Education is key, said Tayln Lang, chapter director of MMGA Missoula.
“I’d never want to go into combat without the proper gear and knowing what I’m up against,” Lang said. “This will help people get what they need in our industry and outside our industry.”
Lang added that professionals at the symposium with extensive credentials would help educate attendees. Professionals like Chris Christensen, a physician from Victor who prescribes marijuana to patients when necessary, or Noel Palmer, who has his doctorate in chemistry and works as a scientist for Montana Botanical Analysis.
The group invited Irvin Rosenfeld, a federal cannabis patient and Florida stockbroker, to be the event’s keynote speaker.
When he was 10, Rosenfeld was diagnosed with a serious, rare bone disorder that causes tumors to form on long bones. After undergoing multiple surgeries and taking a laundry list of prescribed pain medications for years, he reluctantly tried marijuana in college and soon realized the relief it gave him.
“If a doctor could give me diazepam, Valium, quaaludes … they should be able to prescribe me medical marijuana,” he said.
It was a long battle — 10 years — but the federal government now monthly provides him a tin of 300 federally grown and rolled marijuana cigarettes.
Rosenfeld said he came to the event to tell his story and offer his support and knowledge to help continue to improve on what was started here six years ago.
Attending the symposium was Helena resident Holly Hacker, who is disabled, but does what she can to give back to the community by volunteering with the Last Chance Community Pow Wow and the Holter Museum.
She’s also a medical marijuana patent due to the degenerative disc and joint disease she suffers from; however she became disabled from a severe allergy developed, she believes, from her previous place of employment.
“It’s been an ugly roller coaster to get my health stabilized,” she said.
Hacker is cheerful and friendly, but under her clothes are sores and lesions that take months, sometimes years, to heal. The steroids help with the insatiable urge to frantically itch her skin; but she uses marijuana to treat the chronic pain that the disc disease causes in her lower back.
She said there is an incredible group of people in Montana who support the patients using the product, the caregivers providing it and the doctors comfortable prescribing it.

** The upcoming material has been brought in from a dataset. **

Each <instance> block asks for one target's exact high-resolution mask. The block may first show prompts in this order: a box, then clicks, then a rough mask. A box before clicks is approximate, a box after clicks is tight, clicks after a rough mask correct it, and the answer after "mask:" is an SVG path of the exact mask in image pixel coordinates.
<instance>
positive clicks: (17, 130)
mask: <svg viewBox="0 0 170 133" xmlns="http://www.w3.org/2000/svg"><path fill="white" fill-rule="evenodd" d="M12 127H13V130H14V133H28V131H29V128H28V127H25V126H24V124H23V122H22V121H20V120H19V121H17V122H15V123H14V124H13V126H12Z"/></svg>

These people, she said, want the law to succeed.
“We, like any new business, have growing pains,” Hacker said. “Many of the problems will self-correct.”
Christensen, who has been practicing family medicine for 35 years, said it’s a precarious time for caregivers and patients and particularly doctors.
“I got into this because I was forced to take responsibility of helping my patients with chronic pain,” he said. “The statement that chronic pain is overstated is nothing more than a reflection of the fact that we are still in denial.”
Christensen said some doctors also simply believe there are more risks than benefits.
“There is a part of the population that doesn’t believe there’s any medical benefit,” he said. “These doctors are convinced that marijuana is more detrimental than beneficial.”
Christensen disagrees and has patients who drive hours from all corners of the state to receive his care.
Palmer said there is scientific proof that marijuana works but added that there is still a lot to learn.
Valerie Hellermann, of Helena, is convinced that marijuana helped with her son’s ADD.
“After years of struggling with ADD and terrible drugs, he suddenly had a semester of getting A’s,” she said.
It was because he was smoking marijuana, Hellermann said, adding that her son is now senior in college studying astrobiology.
“He kept saying mom, ‘I am able to focus (after smoking marijuana),’” she said. “We should explore the use for ADD and ADHD because kids come down and crash from Ritalin horribly.”
Lang said that people have all kinds of stories about how medical marijuana has helped them, but he recognizes that not all people agree with its use.
“The single largest factor if you are for or against it is whether you know somebody that’s a user,” he said.
Lang added that the symposium is important to provide education so minds and hearts can be changed when needed.